FIRST PERSON - Alex Magno (The Philippine Star) - December 3, 2013 - 12:00am

When time is of the essence, controls could become sloppy. Government contracts could be awarded recklessly, injuring public interest.

So many questions are now asked of a P100 million contract awarded to clean up the oil spill threatening the livelihood of fishermen in northern Iloilo province. The contract appears to have been awarded recklessly and, as a consequence, the cleanup, if it happens at all, might be improperly done.

On Nov. 8, as Typhoon Yolanda lashed through the Visayas, Power Barge 103, moored off Estancia, Iloilo, was grounded by strong winds. The grounding resulted in damage to the hull of the power barge. Tens of thousands of liters of bunker fuel began spilling out to the sea.

The PSALM announced bidding for the cleanup of the spill soon after. The bidding happened on the evening of Nov. 20. Two bidders qualified for the bid.

After the first round of bidding, the first of the two bidders was disqualified for lack of key documents pertaining to the bid. The second was also disqualified for submitting a bid above the approved budget of P96.8 million for the cleanup job. That round of bidding was declared a failure.

Because of the emergency nature of the cleanup job, a second round of bidding was scheduled just 30 minutes after the first. That was barely enough time for the two original bidders to correct their submissions.

As a concession to the bidders, the budget for the project was raised to P100 million, exclusive of VAT. The Terms of Reference were likewise amended to allow the winning bidder to adjust the price for the contract as work proceeds.

On the second round of bidding, a third bidder came in and won the bid. This third bidder was Kuan Yu Global Technologies.

According to SEC documents, Kuan Yu Global Technologies was previously registered as Maxx Ionized Alkaline Water, Inc. Its 2013 General Information Sheet says the firm has paid up capital of only P62,500 and assets of only P75,000.

Immediately, serious questions were raised. Why was Kuan Yu allowed to participate in the second round? Why were the COA representatives present in the first round of bidding and not on the second? What happened to the post qualification proceedings where the bids and awards committee would evaluate the financial and technical competence of the winning bidder.

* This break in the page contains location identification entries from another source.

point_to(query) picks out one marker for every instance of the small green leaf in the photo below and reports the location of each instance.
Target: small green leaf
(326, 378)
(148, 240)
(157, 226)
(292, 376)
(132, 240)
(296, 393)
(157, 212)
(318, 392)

Kuan Yu explains their representatives arrived late for the first round of bidding and were thus excluded. That does not answer the question: If they were disqualified, why did they hang around to participate in the second bidding? Did they know the initial bidding process would fail?

The COA, for its part, says that since the process was getting late into the night, its representatives went home. At any rate, they were there merely as observers and were not integral to the process. Fine.

The very next morning (Nov. 21), the PSALM bids and awards committee (BAC) convened to evaluate the winning bidder. They recommended disqualification of Kuan Yu because the company did not have the financial capacity to undertake the project.

On the afternoon of the same day (Nov. 21), quite oddly, Senate President Franklin Drilon announced that PSALM awarded the cleanup contract to Kuan Yu. Nothing was heard since about the BAC recommendation to disqualify Kuan Yu for having insufficient financial resources to credibly undertake the project.

According to the company’s filings with the SEC, the company’s industry classification is “collection, purification and distribution of water.” The company likewise reported its business address as Lot 25, FTI Complex, Western Bicutan, Taguig City. No such company holds office in that area, a detail that calls up the practices of the Napoles NGOs.

As required by the contract, the supposedly winning bidder did deploy to the site of the oil spill a couple of days after award.

A check on the oil spill site showed several pieces of equipment of the Coast Guard Marine Environment Protection Command (MEPCOM) being used. It turns out, the president of Kuan Yu used to be a former officer of this unit.

When a team from the Department of Health visited the site of the oil spill, they were alarmed that the people hired for the cleanup job were not wearing any protective gear. It turns out, they were local residents hired to clean up the oil spills using dirt rags, plastic pails and tin cans.

Instead of oil spill booms, the firm had deployed used tire interiors. To make matters worse, the grounded barge continued to spill its deadly fuel content. Elsewhere, oil spills are cleaned up using hi-tech equipment and proper solvents. Not in this case.

Good luck to the Ilonggo fishing communities threatened by this calamity.


I have written in this space about the incredible business model evolved by Mighty Corp. that allowed the company to sell cigarettes at P1 per stick and still come off with a profit.

In response, Might sent me a letter explaining that unlike their foreign competitors, they do not pay royalties abroad, are not required to shell out branch profit remittance and hire no foreign consultants. Therefore, the company is able to price their products at just over P14 per pack wholesale so that Filipinos get the chance to “enjoy international grade cigarettes without burning holes in their pockets.”

They deny that revenue agencies are investigating their company and insist there is not a shred of proof of revenue losses to government. The company will reveal their production data only if the revenue agencies say there has been wrongdoing.

Fine. I remain as impressed as ever with their business model.